While we may be far from happy with reportage in the local media we all know that the BBC is not renowned as a provider of objective coverage of climate change and EU issues. How often do we hear balanced reports on these subjects? With only one side of the story provided how can we hope to make up our minds about the truth of the matter? (Thank goodness for alternative media sources).
Christopher Booker, one of the few journalists in conventional media who is not afraid to swim against the tide, points out how BBC angles on news items have proved to be dubious:
But in each of these important fields where dissent has been treated as thought crime, the world has moved on – and very much as the heretics were urging for so long. The global warming scare has not continued to unfold as projected by those bent computer models on which it rested. Temperatures have not risen as predicted, the ice caps aren’t melting, nor sea levels rising, nor hurricanes, droughts and heatwaves intensifying as we were assured they would.
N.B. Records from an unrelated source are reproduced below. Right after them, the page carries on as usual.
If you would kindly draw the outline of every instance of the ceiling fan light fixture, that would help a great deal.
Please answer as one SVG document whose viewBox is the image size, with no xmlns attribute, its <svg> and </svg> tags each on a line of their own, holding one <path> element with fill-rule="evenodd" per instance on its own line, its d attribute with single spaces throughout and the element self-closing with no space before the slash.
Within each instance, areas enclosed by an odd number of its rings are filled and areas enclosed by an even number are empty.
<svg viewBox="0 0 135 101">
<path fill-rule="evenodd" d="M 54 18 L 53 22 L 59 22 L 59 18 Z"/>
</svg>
Similarly, as we watch the euro undergoing its catastrophe, for precisely the reasons that the dissenters foretold, it is fascinating to see the disarray in which this leaves the cheerleaders for the cause. We recall the days when the BBC obsessively promoted calls for Britain to join the euro; when Evan Davis, in 2002, was telling us how the euro had made Greece financially “stable”; or when Stephanie Flanders, in 2008, derided those who thought the euro would “crash and burn” and proclaimed that its role as a global currency was now “secure”.
Just who are these people who believe they have exclusive rights to the truth and who dismiss sceptics as being guilty of thought crime? Do we hear local media querying the climate change dogma – or is it accepted as sacrosanct?